Die Rentierzüchter vor Ort haben dem Bauvorhaben zugestimmt, lediglich über die Höhe der Entschädigungen wird noch diskutiert.
gefunden auf: https://www.sn.at/panorama/klimawandel/thunberg-bei-blockade-gegen-windpark-in-norwegen-134740858
Die schwedische Klimaaktivistin Greta Thunberg hat in Oslo gegen einen norwegischen Windpark demonstriert, der einem Urteil zufolge die Rechte indigener Völker verletzt. Thunberg und viele weitere Aktivistinnen und Aktivisten blockierten am Dienstag den Eingang des Finanzministeriums und ketteten sich teilweise fest, wie die Nachrichtenagentur NTB meldete.
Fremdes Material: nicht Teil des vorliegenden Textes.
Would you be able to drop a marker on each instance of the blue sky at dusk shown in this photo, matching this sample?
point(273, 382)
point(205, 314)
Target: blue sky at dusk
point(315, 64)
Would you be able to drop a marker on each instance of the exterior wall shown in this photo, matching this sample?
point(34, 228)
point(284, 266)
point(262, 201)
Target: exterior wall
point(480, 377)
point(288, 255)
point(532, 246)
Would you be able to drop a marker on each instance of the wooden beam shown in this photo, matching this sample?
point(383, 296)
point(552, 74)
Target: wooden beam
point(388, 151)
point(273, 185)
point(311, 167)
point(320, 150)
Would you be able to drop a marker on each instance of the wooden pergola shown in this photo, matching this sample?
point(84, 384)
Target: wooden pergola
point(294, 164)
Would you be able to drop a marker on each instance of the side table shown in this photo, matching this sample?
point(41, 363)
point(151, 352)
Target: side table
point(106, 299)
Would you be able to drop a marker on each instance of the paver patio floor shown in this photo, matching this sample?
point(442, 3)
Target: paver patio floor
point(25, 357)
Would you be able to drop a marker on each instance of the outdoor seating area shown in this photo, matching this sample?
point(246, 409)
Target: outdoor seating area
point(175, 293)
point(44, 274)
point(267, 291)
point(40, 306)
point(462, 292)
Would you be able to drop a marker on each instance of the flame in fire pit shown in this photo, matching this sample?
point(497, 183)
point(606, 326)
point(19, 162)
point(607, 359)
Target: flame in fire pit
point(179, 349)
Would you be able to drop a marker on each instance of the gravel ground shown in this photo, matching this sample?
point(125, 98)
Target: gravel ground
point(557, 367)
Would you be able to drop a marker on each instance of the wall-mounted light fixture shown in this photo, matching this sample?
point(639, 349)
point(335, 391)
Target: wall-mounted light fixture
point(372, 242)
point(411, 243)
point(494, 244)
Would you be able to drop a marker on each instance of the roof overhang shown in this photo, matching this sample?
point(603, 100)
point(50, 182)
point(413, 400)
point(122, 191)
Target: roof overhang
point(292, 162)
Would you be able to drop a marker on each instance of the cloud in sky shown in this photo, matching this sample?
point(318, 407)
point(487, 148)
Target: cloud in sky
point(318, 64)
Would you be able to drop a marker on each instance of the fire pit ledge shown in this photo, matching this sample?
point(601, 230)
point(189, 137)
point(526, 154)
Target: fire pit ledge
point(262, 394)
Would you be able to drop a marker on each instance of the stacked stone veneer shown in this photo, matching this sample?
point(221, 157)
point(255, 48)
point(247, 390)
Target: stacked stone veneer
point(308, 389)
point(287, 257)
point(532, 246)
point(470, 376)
Anteilseigner des Windparks sind die Münchner Stadtwerke, die 29 Prozent daran halten, wie ein Sprecher bestätigte.
Als Klimaaktivistin müsste die Greta doch für die Erzeugung nachhaltiger Energie sein.
Wenn das ganze gut durchdacht und organisiert wird wäre es wahrscheinlich auch für die indigenen Völker ein Vorteil.